Avere un gruppo che funziona bene è fondamentale, ma a volte possono mancare degli elementi che non lo fanno funzionare. Il video spiega quali sono gli elementi che non fanno funzionare un team.
Een groep die goed functioneert is essentieel, maar soms kunnen er elementen ontbreken die het niet laten functioneren. De video legt uit welke elementen ervoor zorgen dat een team niet functioneert.

Oefening 1: Woordbingo

Instructie: 1. Luister minimaal twee keer naar de video en geef de woorden aan die je hoort. 2. Gebruik de woorden om een gesprek te vormen met je docent (schrijf je gesprek op). 3. Memoriseer de woorden met de woordentrainer.

Woord Vertaling
Il conflitto Het conflict
Una squadra Een team
Il leader di questa squadra De leider van dit team
La fiducia Het vertrouwen
L'impegno De inzet
Le responsabilità De verantwoordelijkheden
I risultati comuni De gemeenschappelijke resultaten
Il confronto De confrontatie

Oefening 2: Dialoog

Instructie: 1. Lees de dialoog in tweetallen. 2. Memoriseer de zinnen door de vertaling af te dekken. 3. Dek de regels van één spreker af, geef alternatieve antwoorden met je leraar en schrijf ze op.

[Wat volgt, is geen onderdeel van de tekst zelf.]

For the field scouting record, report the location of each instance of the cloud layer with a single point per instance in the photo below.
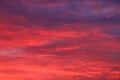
(59, 40)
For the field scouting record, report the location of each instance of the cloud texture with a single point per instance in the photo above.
(59, 40)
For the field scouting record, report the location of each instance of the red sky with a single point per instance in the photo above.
(59, 40)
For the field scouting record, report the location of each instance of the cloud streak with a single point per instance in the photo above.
(59, 40)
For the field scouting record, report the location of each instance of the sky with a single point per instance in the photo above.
(59, 39)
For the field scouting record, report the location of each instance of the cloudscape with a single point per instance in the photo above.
(59, 39)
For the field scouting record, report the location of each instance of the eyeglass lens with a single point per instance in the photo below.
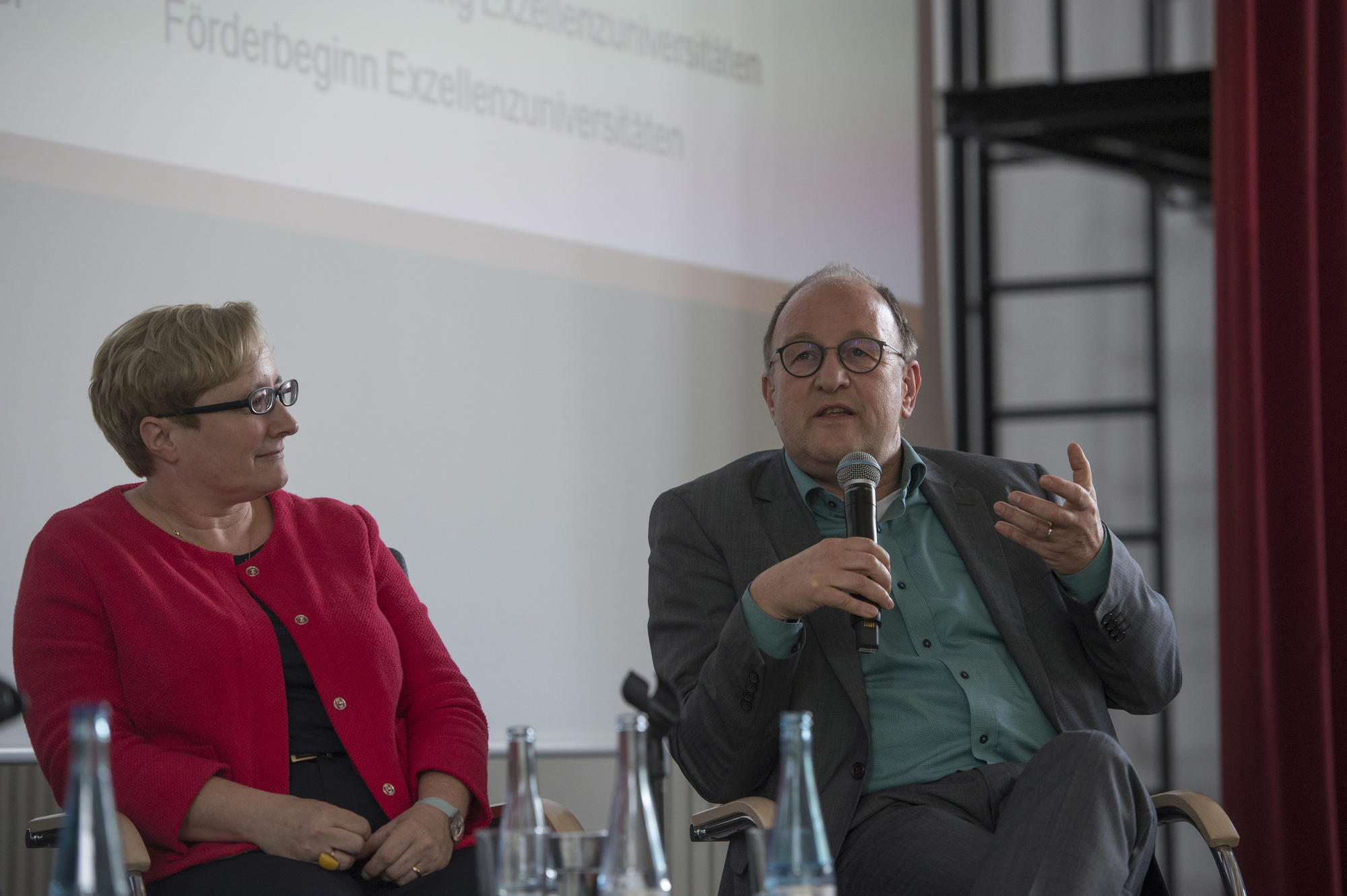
(857, 355)
(263, 400)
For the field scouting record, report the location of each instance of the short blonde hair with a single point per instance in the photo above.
(165, 359)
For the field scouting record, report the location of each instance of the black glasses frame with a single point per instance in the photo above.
(824, 353)
(289, 389)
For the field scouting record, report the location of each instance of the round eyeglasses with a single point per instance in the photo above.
(857, 355)
(259, 401)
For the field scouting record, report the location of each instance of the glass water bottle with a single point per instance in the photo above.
(634, 855)
(522, 868)
(799, 862)
(90, 858)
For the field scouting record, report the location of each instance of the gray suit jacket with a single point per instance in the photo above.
(713, 536)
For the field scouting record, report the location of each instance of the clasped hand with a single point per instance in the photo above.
(1067, 536)
(826, 575)
(302, 829)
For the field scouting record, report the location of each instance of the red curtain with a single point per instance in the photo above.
(1280, 193)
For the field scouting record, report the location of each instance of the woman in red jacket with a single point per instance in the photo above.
(286, 719)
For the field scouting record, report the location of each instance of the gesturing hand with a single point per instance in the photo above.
(418, 839)
(1066, 536)
(826, 575)
(302, 829)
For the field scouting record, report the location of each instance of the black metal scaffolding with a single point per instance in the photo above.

Dialogo tra capo e dipendente sui problemi nel lavoro di squadra e le soluzioni pratiche.

Dialoog tussen leidinggevende en medewerker over problemen in teamwork en praktische oplossingen.
1. Il capo: Ho notato che il tuo gruppo non sta andando bene. (Ik heb gemerkt dat jouw groep het niet zo goed doet.)
2. Gloria: Sì, è vero. Alcuni di noi non si aiutano abbastanza, penso che manchi la fiducia. (Ja, dat klopt. Sommige van ons helpen elkaar niet genoeg, ik denk dat het vertrouwen ontbreekt.)
3. Il capo: Capisco, la fiducia è fondamentale in un gruppo di lavoro: quando manca è impossibile lavorare bene. (Ik begrijp het, vertrouwen is essentieel in een werkgroep: als het ontbreekt, is het onmogelijk om goed te werken.)
4. Gloria: Ed è per questo che non si risolvono i problemi? (En is dat de reden dat problemen niet worden opgelost?)
5. Il capo: Sì, con un clima teso nel gruppo le persone si comportano in maniera più egoista. (Ja, met een gespannen sfeer in de groep gedragen mensen zich meer egoïstisch.)
6. Gloria: Come posso migliorare questa situazione? (Hoe kan ik deze situatie verbeteren?)
7. Il capo: Devi dare l’esempio: sii una persona che supporta, che è d’aiuto e anche gli altri ti seguiranno. (Je moet het goede voorbeeld geven: wees een persoon die steun biedt, die behulpzaam is, en dan zullen anderen je volgen.)
8. Gloria: E così si costruirà la fiducia tra i membri del gruppo? (En zo wordt er vertrouwen opgebouwd tussen de groepsleden?)
9. Il capo: Sì, ci vorrà tempo, però vedrai che i problemi diminuiranno e sarai più rispettata. (Ja, dat kost tijd, maar je zult zien dat de problemen minder worden en dat je meer gerespecteerd zult worden.)
10. Gloria: Dovremmo fare una riunione con il tuo gruppo per parlare di questi problemi. (We zouden een vergadering moeten houden met jouw groep om over deze problemen te praten.)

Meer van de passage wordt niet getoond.